Nach dem Ende der Kämpfe durchsuchten Sicherheitskräfte das Gebäude, das laut Abbas wegen eines Stromausfalls im Dunkeln lag. Mit Taschenlampen seien die Insassen durchgezählt worden, um festzustellen, wie viele fehlten.

Zahlreiche Sprengsätze hinterlassen

Die Angreifer hinterliessen zahlreiche Sprengsätze in dem Gebäude. 14 hätten bislang entschärft werden können. Die Sicherheitskräfte seien noch dabei, das Gefängnis zu sichern.

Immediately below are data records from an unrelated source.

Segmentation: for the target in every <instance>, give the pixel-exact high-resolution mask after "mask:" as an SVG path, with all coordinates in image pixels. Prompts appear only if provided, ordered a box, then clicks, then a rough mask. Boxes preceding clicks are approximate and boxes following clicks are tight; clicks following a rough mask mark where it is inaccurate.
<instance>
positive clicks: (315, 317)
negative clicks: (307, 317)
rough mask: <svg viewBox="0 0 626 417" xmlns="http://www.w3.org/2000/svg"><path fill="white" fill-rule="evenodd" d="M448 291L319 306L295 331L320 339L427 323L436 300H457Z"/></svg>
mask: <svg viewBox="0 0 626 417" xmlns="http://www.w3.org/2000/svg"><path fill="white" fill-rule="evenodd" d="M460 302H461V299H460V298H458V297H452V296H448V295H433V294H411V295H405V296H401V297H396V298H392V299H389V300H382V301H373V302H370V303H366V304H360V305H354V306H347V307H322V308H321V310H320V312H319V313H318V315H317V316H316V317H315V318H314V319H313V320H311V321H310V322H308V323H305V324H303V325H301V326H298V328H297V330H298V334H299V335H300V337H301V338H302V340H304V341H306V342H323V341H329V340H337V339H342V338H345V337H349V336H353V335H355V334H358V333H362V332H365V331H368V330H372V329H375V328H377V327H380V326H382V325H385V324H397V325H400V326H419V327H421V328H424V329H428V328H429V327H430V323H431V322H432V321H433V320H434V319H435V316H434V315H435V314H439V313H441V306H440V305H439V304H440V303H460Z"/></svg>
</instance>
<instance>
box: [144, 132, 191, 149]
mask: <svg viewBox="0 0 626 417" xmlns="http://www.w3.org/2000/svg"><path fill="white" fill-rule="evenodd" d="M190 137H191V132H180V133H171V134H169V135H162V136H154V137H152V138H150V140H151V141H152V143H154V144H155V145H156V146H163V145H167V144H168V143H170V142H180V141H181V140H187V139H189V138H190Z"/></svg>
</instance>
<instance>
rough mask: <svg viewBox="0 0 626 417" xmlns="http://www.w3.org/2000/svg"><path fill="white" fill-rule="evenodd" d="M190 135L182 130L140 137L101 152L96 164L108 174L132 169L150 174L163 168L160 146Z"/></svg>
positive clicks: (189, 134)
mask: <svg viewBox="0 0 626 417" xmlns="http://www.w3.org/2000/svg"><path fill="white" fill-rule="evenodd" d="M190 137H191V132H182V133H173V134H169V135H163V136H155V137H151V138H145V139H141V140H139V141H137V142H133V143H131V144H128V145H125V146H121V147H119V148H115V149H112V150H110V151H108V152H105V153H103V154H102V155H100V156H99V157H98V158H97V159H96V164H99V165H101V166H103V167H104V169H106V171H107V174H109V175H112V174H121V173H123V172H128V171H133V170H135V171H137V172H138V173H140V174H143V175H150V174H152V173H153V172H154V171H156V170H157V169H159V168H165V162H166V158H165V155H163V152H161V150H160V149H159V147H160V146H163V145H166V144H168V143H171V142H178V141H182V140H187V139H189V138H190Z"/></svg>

Die Behörden verhängten den Angaben zufolge eine Ausgangssperre über die Stadt.

Zuvor hatten die Taliban bereits die Verantwortung für den Überfall übernommen. Rund 150 Kämpfer, darunter 60 Selbstmordattentäter, hätten die Haftanstalt attackiert, sagte ein Sprecher, Shahidullah Shahid, der Nachrichtenagentur AFP am Telefon. In dem Gefängnis sitzen bis zu 5000 Menschen ein, darunter 300 Aufständische. Es liegt unweit der unruhigen Stammesregionen an der Grenze zu Afghanistan.